I see a new member for II is the Dawn Beach Club in St.Martin's. Anyone have any experience with this location? I assume that it is between the Westin and Oyster Bay? Is it on the beach or up on the side hill? ....anyone any help on this matter?


----------



## silverfox82 (Mar 10, 2010)

From what I can see it's actually part of the Westin.


----------



## Armada (Mar 13, 2010)

If you look at the Westin from the beach, the timeshare units are above and to the left of the hotel.


----------



## DeniseM (Mar 13, 2010)

*More Info.*


----------



## pgnewarkboy (Mar 29, 2010)

We recently went to that Westin for lunch.  From what we saw, it was a nice place.  The pool area is really nice.   The beach is fine but not among the tops on the Island.  The Westin and Dawn beach seems a little out of the way.  I would certainly consider vacationing there.


----------



## JMSH (Mar 29, 2010)

pgnewarkboy said:


> We recently went to that Westin for lunch.  From what we saw, it was a nice place.  The pool area is really nice.   The beach is fine but not among the tops on the Island.  The Westin and Dawn beach seems a little out of the way.  I would certainly consider vacationing there.



Yes I know where the Westin hotel is and Dawn Beach..we have stayed at Oyster Bay in the past. What appears to be new is the timeshare units that are now associated with the Westin.


----------



## DAA (Mar 29, 2010)

How is Oyster Bay?  I have read both good and bad reviews. Which resort would you recommend in st Martin?


----------



## JMSH (Mar 29, 2010)

I very much liked Oyster Bay..you must remember that because you are trading into it via II and you don't own there you are probaby not going to get an ocean view room, but that should not be too important to you. Dawn Beach is very nice and you are right on the border of the French and Dutch side. The Westin down the beach has a terrific Sunday Brunch. You will need a car if you want to experience St.Martin's.


----------



## pharmgirl (May 1, 2011)

thinking of renting a 3 BR at Dawn Beach Club, anyone have any experience at the TS? lots of reviews for the westin hotel that seems to be on the same property.  Guess the TS isn't a starwood


----------



## RumseyStreet (May 1, 2011)

While I can't speak to the timeshare, I stayed at the hotel portion of the Westin a couple years ago and would go back in a heartbeat.  Beautiful beach (with great snorkeling just offshore), nice pool, friendly staff and though a little out of the way compared to other resorts on the island, centrally located and an easy drive just about anywhere you want to go.


----------



## gravitar (May 5, 2011)

The timeshare has access to the facilities of the Westin but is not really a part of it.

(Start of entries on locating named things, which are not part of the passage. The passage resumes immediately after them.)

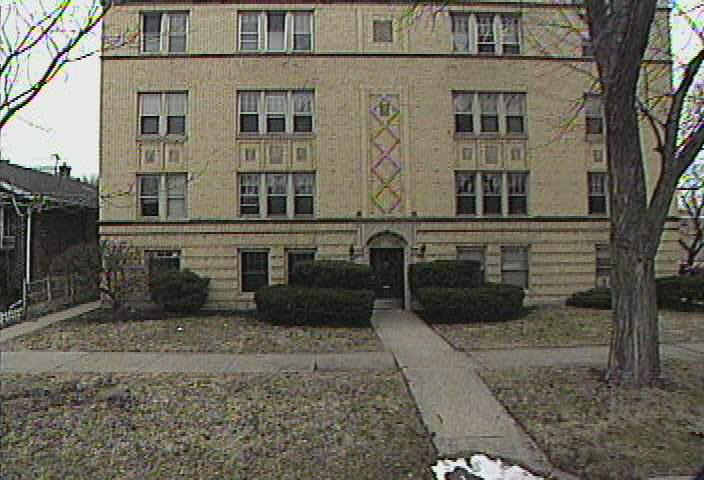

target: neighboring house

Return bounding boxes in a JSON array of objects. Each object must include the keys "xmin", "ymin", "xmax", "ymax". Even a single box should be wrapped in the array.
[
  {"xmin": 0, "ymin": 160, "xmax": 98, "ymax": 300},
  {"xmin": 100, "ymin": 0, "xmax": 679, "ymax": 308}
]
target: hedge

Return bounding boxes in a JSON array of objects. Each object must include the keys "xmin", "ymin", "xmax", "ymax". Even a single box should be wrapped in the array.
[
  {"xmin": 254, "ymin": 285, "xmax": 374, "ymax": 325},
  {"xmin": 565, "ymin": 276, "xmax": 704, "ymax": 310},
  {"xmin": 149, "ymin": 270, "xmax": 210, "ymax": 313},
  {"xmin": 565, "ymin": 287, "xmax": 611, "ymax": 310},
  {"xmin": 290, "ymin": 260, "xmax": 374, "ymax": 290},
  {"xmin": 409, "ymin": 260, "xmax": 484, "ymax": 293},
  {"xmin": 417, "ymin": 283, "xmax": 525, "ymax": 323}
]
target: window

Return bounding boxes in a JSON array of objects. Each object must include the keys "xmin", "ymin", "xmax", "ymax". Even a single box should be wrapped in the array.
[
  {"xmin": 239, "ymin": 11, "xmax": 313, "ymax": 52},
  {"xmin": 476, "ymin": 14, "xmax": 496, "ymax": 53},
  {"xmin": 457, "ymin": 246, "xmax": 486, "ymax": 279},
  {"xmin": 139, "ymin": 92, "xmax": 188, "ymax": 136},
  {"xmin": 584, "ymin": 94, "xmax": 604, "ymax": 135},
  {"xmin": 596, "ymin": 243, "xmax": 611, "ymax": 287},
  {"xmin": 144, "ymin": 250, "xmax": 181, "ymax": 282},
  {"xmin": 452, "ymin": 92, "xmax": 526, "ymax": 135},
  {"xmin": 239, "ymin": 173, "xmax": 315, "ymax": 217},
  {"xmin": 142, "ymin": 12, "xmax": 188, "ymax": 53},
  {"xmin": 288, "ymin": 250, "xmax": 315, "ymax": 283},
  {"xmin": 137, "ymin": 173, "xmax": 187, "ymax": 218},
  {"xmin": 455, "ymin": 171, "xmax": 528, "ymax": 215},
  {"xmin": 506, "ymin": 173, "xmax": 528, "ymax": 215},
  {"xmin": 501, "ymin": 15, "xmax": 521, "ymax": 55},
  {"xmin": 501, "ymin": 246, "xmax": 528, "ymax": 288},
  {"xmin": 587, "ymin": 173, "xmax": 608, "ymax": 215},
  {"xmin": 372, "ymin": 20, "xmax": 394, "ymax": 43},
  {"xmin": 455, "ymin": 172, "xmax": 477, "ymax": 215},
  {"xmin": 451, "ymin": 13, "xmax": 521, "ymax": 55},
  {"xmin": 503, "ymin": 93, "xmax": 526, "ymax": 133},
  {"xmin": 238, "ymin": 90, "xmax": 314, "ymax": 134},
  {"xmin": 240, "ymin": 251, "xmax": 269, "ymax": 292}
]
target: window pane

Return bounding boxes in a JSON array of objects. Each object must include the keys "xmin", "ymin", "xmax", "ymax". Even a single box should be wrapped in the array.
[
  {"xmin": 457, "ymin": 195, "xmax": 477, "ymax": 215},
  {"xmin": 166, "ymin": 93, "xmax": 188, "ymax": 116},
  {"xmin": 240, "ymin": 115, "xmax": 259, "ymax": 133},
  {"xmin": 139, "ymin": 93, "xmax": 161, "ymax": 116},
  {"xmin": 140, "ymin": 198, "xmax": 159, "ymax": 217},
  {"xmin": 139, "ymin": 175, "xmax": 159, "ymax": 197},
  {"xmin": 293, "ymin": 197, "xmax": 313, "ymax": 215},
  {"xmin": 139, "ymin": 117, "xmax": 159, "ymax": 135},
  {"xmin": 166, "ymin": 117, "xmax": 186, "ymax": 135},
  {"xmin": 267, "ymin": 12, "xmax": 285, "ymax": 50},
  {"xmin": 293, "ymin": 115, "xmax": 313, "ymax": 132}
]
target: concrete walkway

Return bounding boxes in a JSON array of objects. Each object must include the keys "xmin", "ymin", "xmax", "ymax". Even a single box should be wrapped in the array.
[{"xmin": 372, "ymin": 310, "xmax": 575, "ymax": 478}]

If I recall correctly, the developer was originally selling these as apartments, etc. however, with the economic conditions at least one building was converted to timeshares. 

I have  stayed in the Hotel and it is nice, as is the service. I will be at  the Dawn Beach Club in September. I believe that a few others from here will be there this fall as well

Steve


----------



## dms1709 (Oct 15, 2011)

*Opinions*

I just got an exchange for next year, so would be interested in anyone's thoughts about Dawn Beach Club.  Should I keep it or let it go?

Donna


----------



## brigechols (Oct 15, 2011)

Not one review posted?! Come on Tuggers who exchanged into Dawn Beach Club. Please post a review in the TUG resort database.


----------



## gravitar (Oct 16, 2011)

I was there in mid September. I will post something shortly. Westin5Star was there earlier this month as well

Steve


----------



## pharmgirl (Dec 11, 2011)

any comments? going there is late march, hope it is nice


----------



## Eildon (Dec 30, 2011)

*Comments*

Dawn Beach Club in owned by (forgotten) who has over 50hotels world wide including several Marroitts. DBC is managed by Westin except for time share sales. It is in appeance the same as other Westin's in design and quality. I have 3 Westin Time shares and this is my favorite.


----------



## Eildon (Dec 30, 2011)

*Location*

DBC is close to Oyster Pond. It is on the beach. It is not on the hillside. It is a quiet location with a pleasant beach from where you can go to Oyster Pond but over a few rocks. I have been going to St Maarten every year since 1992.
Do I like the resort? Yes: better than any other Westin I own.


----------



## Eildon (Dec 30, 2011)

*Dawn Beach Club*

I am an Owner at DBC. It is a Westin Managed property except for time share sales. It is on the beach close to Oyster Pond. I own 3 other Westin properties, bower we prefer DBC better than the ones near Palm Springs or Lagunamar. We have been going to StMaarten every year since 1992.


----------



## longhi (Jan 8, 2012)

*Dawn Beach Club*

We just bought a time share there last year, and it was wonderful. We are going there again in March. Everything there is a little pricey, but everything else is wonderful. We rented a car and didn't have a problem.


----------



## dms1709 (Jan 23, 2012)

*questions*

I have a unit reserved and it says it is three bedrooms, two kings and one with two twins.  Can two adults use the bedroom with the two twins, or is it more suitable for two children.  I am looking to travel with 6 adults.

Thank You

Donna


----------



## jjluhman (Feb 4, 2012)

dms-
What did you use to exchange in?  I am considering placing a request for April 2013.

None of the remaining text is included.